Meski begitu, Gabriel mengingatkan rekan-rekannya untuk tidak terlena dengan situasi yang ada.

“Kami harus tetap fokus pada diri kami sendiri dan terus bermain seperti sekarang,” ujarnya.

“Sekarang kami sudah meraih tiga kemenangan beruntun. Tentu saja kami harus terus menang, karena itu yang paling penting.”

Saka: Arsenal Tak Pedulikan Kritik

Sementara itu, bintang Arsenal Bukayo Saka juga menegaskan bahwa timnya tidak terpengaruh oleh berbagai kritik yang datang dari luar.

Pemain berusia 22 tahun itu baru saja mencetak gol dalam penampilan ke-300 bersama klub masa kecilnya.
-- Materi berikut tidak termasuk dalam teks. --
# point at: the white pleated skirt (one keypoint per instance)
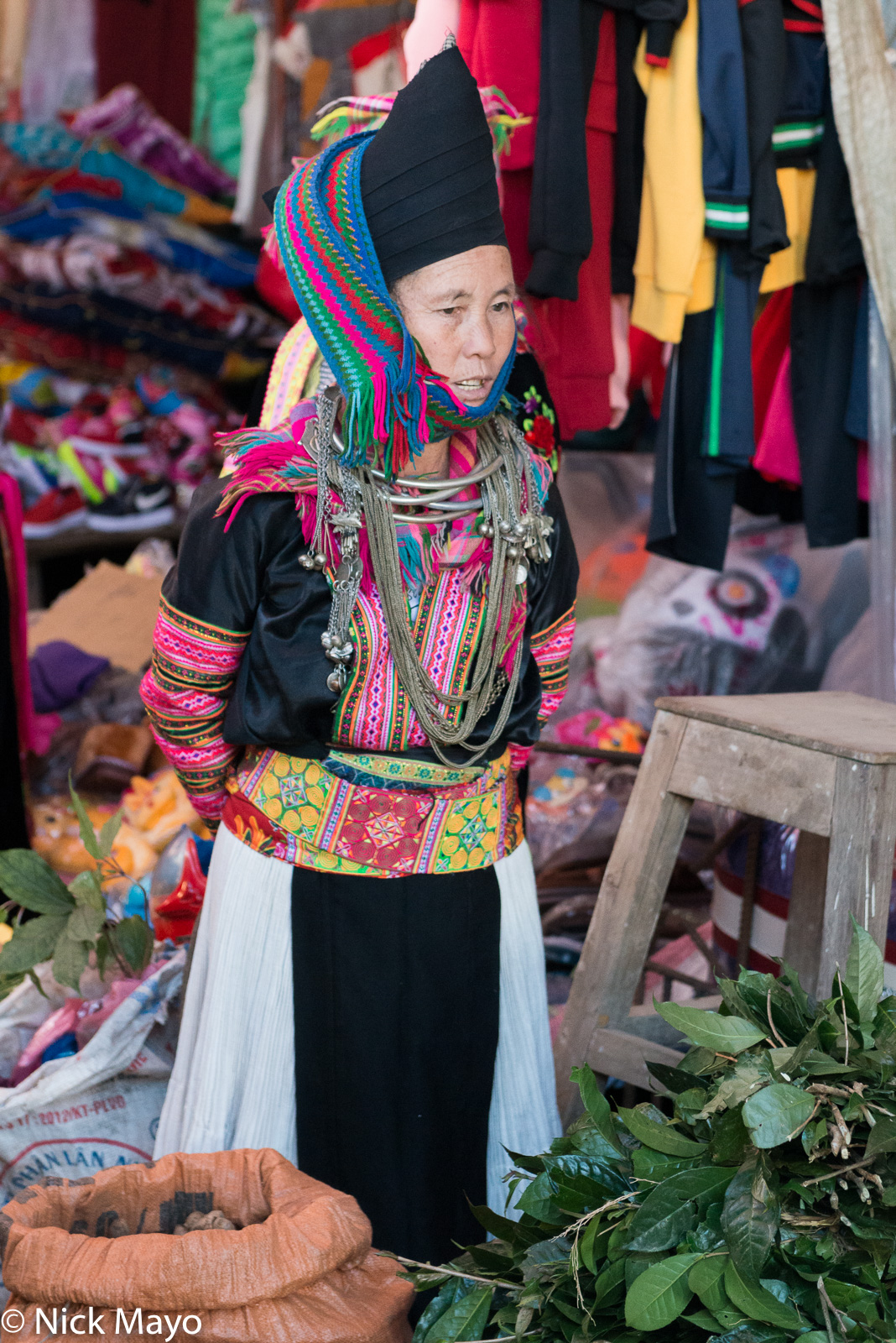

Menurut Saka, ia dan rekan-rekannya memilih untuk tidak membaca atau mendengarkan komentar negatif yang beredar. “Kami tidak mendengarkan hal-hal seperti itu. Saya tidak melihatnya, saya juga tidak membacanya. Itu tidak memberikan manfaat apa pun,” kata Saka. “Kami hanya ingin terus melangkah dengan cara kami sendiri dan memenangkan pertandingan. Orang akan selalu berbicara, entah kami bermain indah atau mencetak gol dari situasi bola mati.” “Bagi kami yang terpenting adalah menang, apalagi sekarang musim sudah semakin mendekati akhir,” tambahnya.